The song is one of Lynyrd Skynyrd's most popular. Since the song became available for digital download, it has become Lynyrd Skynyrd's third best-selling digital song after "Sweet Home Alabama" and "Free Bird." It has sold 1,333,000 copies in the U.S. as of November 2013.

== Musical structure ==
"Simple Man" is written in the key of A minor/C major, though all guitars were tuned down a half step, effectively making it A♭ minor/B major.

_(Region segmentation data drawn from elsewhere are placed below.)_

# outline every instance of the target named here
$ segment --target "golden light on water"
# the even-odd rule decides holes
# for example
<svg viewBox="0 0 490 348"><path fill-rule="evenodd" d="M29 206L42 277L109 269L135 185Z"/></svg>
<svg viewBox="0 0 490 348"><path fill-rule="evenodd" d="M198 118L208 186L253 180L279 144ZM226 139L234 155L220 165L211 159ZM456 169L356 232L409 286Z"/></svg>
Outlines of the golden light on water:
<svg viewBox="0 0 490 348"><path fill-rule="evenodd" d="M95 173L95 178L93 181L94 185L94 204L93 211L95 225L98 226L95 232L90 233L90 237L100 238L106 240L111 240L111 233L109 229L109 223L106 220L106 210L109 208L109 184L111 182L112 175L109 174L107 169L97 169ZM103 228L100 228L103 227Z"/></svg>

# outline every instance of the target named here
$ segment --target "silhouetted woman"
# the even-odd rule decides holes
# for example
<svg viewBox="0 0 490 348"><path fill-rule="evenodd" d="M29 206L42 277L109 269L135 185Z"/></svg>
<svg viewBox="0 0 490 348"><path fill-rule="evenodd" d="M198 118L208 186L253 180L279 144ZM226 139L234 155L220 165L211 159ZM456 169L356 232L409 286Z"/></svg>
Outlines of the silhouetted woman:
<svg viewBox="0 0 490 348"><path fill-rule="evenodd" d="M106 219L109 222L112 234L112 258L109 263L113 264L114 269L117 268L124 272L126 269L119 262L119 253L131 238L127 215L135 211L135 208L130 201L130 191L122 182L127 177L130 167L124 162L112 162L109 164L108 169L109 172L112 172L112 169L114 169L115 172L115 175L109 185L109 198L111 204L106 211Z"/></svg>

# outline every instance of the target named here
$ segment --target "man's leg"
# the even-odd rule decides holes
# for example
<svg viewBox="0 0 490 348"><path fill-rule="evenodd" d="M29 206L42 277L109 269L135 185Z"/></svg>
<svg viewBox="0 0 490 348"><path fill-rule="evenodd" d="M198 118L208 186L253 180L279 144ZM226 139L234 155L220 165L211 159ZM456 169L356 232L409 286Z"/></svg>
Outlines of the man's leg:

The song begins with an electric arpeggiated chord sequence made up of the chords C major, G major and A minor (though with the tuned-down guitars, effective progression of B major, F♯ major, and A♭ minor). This intro is accompanied by a bass line and cymbals before the drums and vocals come in for the verse. Lyrically, the song is about a mother talking to her child about life, inspired by the passing of Ronnie Van Zant's grandmother, Florence N. Peeples, in November 1971. The chorus of the song includes electric guitars playing variations on the arpeggiated intro progression. The guitar solo is performed by Gary Rossington.

==Personnel==
Lynyrd Skynyrd
- Ronnie Van Zant – lead vocals
- Gary Rossington – lead guitar
- Allen Collins – rhythm guitar
- Ed King – bass
- Bob Burns – drums
- Billy Powell – keyboards

Additional personnel
- Al Kooper – organ

==Charts==

Weekly chart performance for "Simple Man"
| Chart (2021–2022) | Peak position |
|---|---|
| New Zealand Hot Singles (RMNZ) | 9 |
| US Hot Rock & Alternative Songs (Billboard) | 13 |

==Certifications==

Certifications and sales for "Simple Man"
| Region | Certification | Certified units/sales |
| Brazil (Pro-Música Brasil) | Gold | 30,000^{‡} |
| New Zealand (RMNZ) | 4× Platinum | 120,000^{‡} |
| United Kingdom (BPI) Sales since 2005 | Gold | 400,000^{‡} |
^{‡} Sales+streaming figures based on certification alone.